Initially it was introduced for supporting more than 255 vCPUs. Due to 
full emulation this capability can certainly support other vIR usages
as observed on bare metal.

vIR doesn't rely on the physical IR presence.

First if the guest doesn't have vfio device then the physical capability
doesn't matter.

Even with vfio device, IR by definition is just about remapping instead
of injection (talk about this part later). The interrupts are always routed
to the host handler first (vfio_msihandler() in this case), which then 
triggers irqfd to call virtual interrupt injection handler (irqfd_wakeup())
in kvm.

This suggests a clear role split between vfio and kvm:

  - vfio is responsible for irq allocation/startup as it is the device driver;
  - kvm takes care of virtual interrupt injection, being a VMM;

The two are connected via irqfd.

Following this split vIR information is completely hidden in userspace.
Qemu calculates the routing information between vGSI and vCPU
(with or without vIR, and for whatever trapped interrupt storages) 
and then registers it to kvm.

When kvm receives a notification via irqfd, it follows irqfd->vGSI->vCPU
and injects a virtual interrupt into the target vCPU.
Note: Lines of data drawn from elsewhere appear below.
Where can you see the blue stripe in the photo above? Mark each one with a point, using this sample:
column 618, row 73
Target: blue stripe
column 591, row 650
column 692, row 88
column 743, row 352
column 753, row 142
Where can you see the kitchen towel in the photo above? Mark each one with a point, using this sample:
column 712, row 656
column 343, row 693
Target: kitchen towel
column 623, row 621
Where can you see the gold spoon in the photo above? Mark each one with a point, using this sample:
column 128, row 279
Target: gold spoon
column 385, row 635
Then comes an interesting scenario about IOMMU posted interrupt (PI).
This capability allows the IR engine directly converting a physical
interrupt into virtual and then inject it into the guest. Kinda offloading 
the virtual routing information into the hardware.
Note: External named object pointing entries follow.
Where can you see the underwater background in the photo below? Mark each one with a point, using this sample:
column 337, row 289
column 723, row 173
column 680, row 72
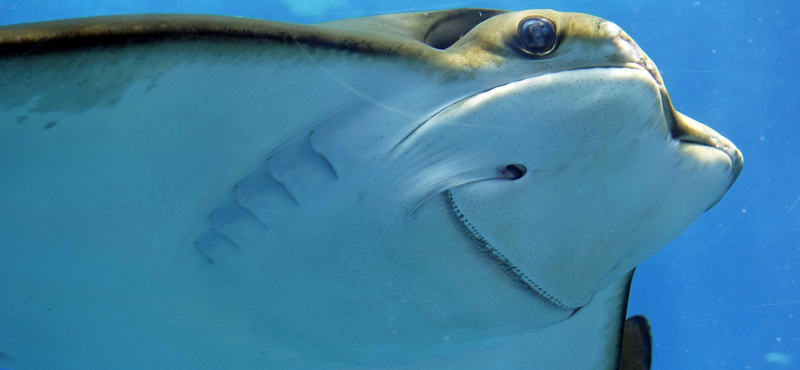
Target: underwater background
column 725, row 294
This is currently achieved via IRQ bypass manager, which helps connect 
vfio (IRQ producer) to kvm (IRQ consumer) around a specific Linux irq 
number. Once the connection is established, kvm calls 
irq_set_vcpu_affinity() to update IRTE with virtual routing information 
for that irq number.

With that design Qemu doesn't know whether IR or PI is enabled 
physically. It always talks to vfio for having IRQ resource allocated and
to kvm for registering virtual routing information.
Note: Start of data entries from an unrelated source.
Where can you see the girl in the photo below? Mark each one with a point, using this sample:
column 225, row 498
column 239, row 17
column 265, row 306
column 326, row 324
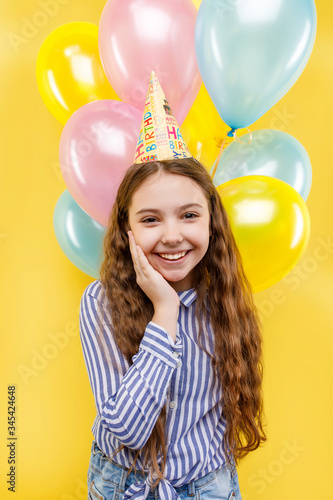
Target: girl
column 172, row 344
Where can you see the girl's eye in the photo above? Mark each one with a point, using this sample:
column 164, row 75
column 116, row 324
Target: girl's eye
column 152, row 219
Then adding the new hypercall machinery into this picture:

  1) The hypercall needs to carry all necessary virtual routing 
     information due to no-trap;

  2) Before querying IRTE data/pair, Qemu needs to complete necessary
     operations as of today to have IRTE ready:

	a) Register irqfd and related GSI routing info to kvm
	b) Allocates/startup IRQs via vfio;

     When PI is enabled, IRTE is ready only after both are completed.

  3) Qemu gets IRTE data/pair from kernel and return to the guest.

Thanks
Kevin